Tibetan historian and politician (1922–2013)

Chapel Tseten Phuntsog (October 1922 – August 2013) was a Tibetan historian, author, and politician. He was one of the leading figures in Tibetan history research in China.

== Biography ==
Chapel Tseten Phuntsog was born in Lhatse in 1922 to the Lhamon family, one of the three aristocrat families in the town. His brother Lhamon Yeshe Tsultrim was at the time an attendant of the 9th Panchen Lama. Both Lhamon Yeshe Tsultrim and his younger brother Lhamon Sonam Lhundrup would later become vice-presidents of the Tibet Autonomous Region People's Political Consultative Conference. At a young age, Lhamon Tseten Phuntsog was adopted by his uncle Chapel Jigme Kunga and changed his surname to Chapel. He became an attendant of Kalön Surkhang Wangchen Gelek. Three years later, he was appointed as the Dzongpen (mayor) of Gyangtse, and then Dzongpen of Gyirong.

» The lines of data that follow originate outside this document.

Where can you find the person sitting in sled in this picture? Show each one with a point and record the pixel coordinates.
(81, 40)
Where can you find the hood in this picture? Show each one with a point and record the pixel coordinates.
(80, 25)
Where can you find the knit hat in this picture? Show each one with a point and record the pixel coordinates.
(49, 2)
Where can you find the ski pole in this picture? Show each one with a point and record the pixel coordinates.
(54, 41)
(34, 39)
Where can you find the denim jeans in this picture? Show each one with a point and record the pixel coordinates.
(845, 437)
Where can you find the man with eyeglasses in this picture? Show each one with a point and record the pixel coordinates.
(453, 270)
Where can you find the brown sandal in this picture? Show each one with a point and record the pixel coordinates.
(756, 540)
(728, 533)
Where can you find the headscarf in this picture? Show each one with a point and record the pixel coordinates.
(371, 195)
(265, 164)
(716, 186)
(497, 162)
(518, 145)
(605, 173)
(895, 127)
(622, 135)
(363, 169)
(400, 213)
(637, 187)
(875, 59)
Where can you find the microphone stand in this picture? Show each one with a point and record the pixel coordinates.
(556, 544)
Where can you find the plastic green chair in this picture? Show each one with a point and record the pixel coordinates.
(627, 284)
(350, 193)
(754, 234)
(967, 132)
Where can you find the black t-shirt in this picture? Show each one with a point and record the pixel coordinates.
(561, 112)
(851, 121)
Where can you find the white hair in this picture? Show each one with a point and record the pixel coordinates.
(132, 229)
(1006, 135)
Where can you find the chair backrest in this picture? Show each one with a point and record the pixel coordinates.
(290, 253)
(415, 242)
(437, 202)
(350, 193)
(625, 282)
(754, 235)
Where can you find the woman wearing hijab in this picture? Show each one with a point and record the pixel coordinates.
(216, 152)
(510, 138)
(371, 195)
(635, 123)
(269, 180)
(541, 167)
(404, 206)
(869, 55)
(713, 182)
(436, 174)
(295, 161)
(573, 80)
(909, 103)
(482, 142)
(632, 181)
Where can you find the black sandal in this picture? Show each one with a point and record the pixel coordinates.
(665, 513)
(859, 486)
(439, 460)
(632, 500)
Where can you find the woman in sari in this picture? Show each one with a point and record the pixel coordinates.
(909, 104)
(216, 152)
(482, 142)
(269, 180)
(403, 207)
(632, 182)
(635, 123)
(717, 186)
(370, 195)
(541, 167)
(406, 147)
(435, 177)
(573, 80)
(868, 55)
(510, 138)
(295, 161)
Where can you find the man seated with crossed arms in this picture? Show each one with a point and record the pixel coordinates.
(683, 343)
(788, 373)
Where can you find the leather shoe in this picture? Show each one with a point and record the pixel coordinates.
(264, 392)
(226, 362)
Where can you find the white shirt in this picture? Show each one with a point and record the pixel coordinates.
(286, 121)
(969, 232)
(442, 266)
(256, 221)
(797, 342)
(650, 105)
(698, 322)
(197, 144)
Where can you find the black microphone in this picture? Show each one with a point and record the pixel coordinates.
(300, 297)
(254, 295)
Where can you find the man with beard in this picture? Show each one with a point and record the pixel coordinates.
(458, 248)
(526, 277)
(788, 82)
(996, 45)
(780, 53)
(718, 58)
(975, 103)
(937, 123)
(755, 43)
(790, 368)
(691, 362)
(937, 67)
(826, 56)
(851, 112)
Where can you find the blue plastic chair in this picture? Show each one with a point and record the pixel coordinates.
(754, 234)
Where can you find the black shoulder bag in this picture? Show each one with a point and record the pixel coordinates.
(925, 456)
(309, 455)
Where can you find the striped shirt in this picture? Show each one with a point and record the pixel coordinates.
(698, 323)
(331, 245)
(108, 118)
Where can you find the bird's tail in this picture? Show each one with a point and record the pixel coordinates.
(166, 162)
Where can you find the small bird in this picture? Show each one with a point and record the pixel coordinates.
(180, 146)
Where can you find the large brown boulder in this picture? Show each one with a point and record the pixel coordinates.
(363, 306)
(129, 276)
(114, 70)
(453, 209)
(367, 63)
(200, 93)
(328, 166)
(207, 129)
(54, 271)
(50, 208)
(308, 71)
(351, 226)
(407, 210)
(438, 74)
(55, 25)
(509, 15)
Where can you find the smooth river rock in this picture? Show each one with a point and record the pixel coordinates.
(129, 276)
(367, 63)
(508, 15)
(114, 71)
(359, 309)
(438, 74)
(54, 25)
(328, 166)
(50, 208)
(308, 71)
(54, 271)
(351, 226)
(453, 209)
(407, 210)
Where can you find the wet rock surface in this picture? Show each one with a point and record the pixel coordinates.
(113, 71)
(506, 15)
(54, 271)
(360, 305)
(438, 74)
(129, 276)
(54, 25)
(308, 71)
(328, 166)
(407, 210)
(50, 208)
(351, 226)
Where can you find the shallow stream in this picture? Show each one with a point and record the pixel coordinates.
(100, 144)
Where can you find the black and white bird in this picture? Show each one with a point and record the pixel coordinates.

In 1953, Shigatse Primary School, the first facility of modern education in Shigatse region, was established. Chapel Tseten Phuntsog became the vice-headmaster of the school, and later Shigatse Prefecture's director of culture and education. From 1956 to 1959, he was also the Dzongpen of Namling. In 1960, Chapel Tseten Phuntsog became a member of Shigatse's Political Consultative Conference Standing Committee, and in 1965, vice-secretary-general of Lhasa. He was purged to work in the countryside during the Cultural Revolution.

After 1978, he worked as the vice-president of Tibet Academy of Social Sciences, consultant of Tibet Academy of Social Sciences, honorary president of China Writers Association Tibet Autonomous Region Branch, vice-president of Tibet Autonomous Region People's Congress Standing Committee, and at other positions. After retirement in 1998, he continued to work at Tibet University. Chapel died in Lhasa in 2013.

== Research and works ==
After the cultural revolution, Chapel Tseten Phuntsog began his career of scientific research. Chapel is heavily inspired by Gendun Chophel, and continued Gendun's academic tradition. One of his main works, A Comprehensive History of Tibet: The Precious String of Turquoise (བོད་ཀྱི་ལོ་རྒྱུས་རགས་རིམ་གཡུ་ཡི་ཕྲེང་བ, 西藏通史：松石宝串), published in 1989, is the first book in modern China that covered the entire Tibetan history. The three-volume book in Tibetan was expanded from one of his earlier works, which was written as a task to counter the influences of Shakabpa's work Tibet: A Political History. Chapel's work won China's National Book Award, the first book in Tibetan ever to win the award. It was also recommended by Hu Jintao, Party secretary of Tibet Autonomous Region at the time of publication. Chapel is the chief editor of Gangchen Rigzo (གངས་ཅན་རིག་མཛོད།, 雪域文库), one of the largest collection of classical Tibetan works.

Among China's Tibetology community, Chapel is often credited with successfully reconstructing Tibet's early history from ancient Tibetan literature, in which historical events are usually mixed with legends. Chapel is also among the first Tibetan historians in China to comparatively study ancient Tibetan and contemporary Chinese, Mongolian and Tangut documents.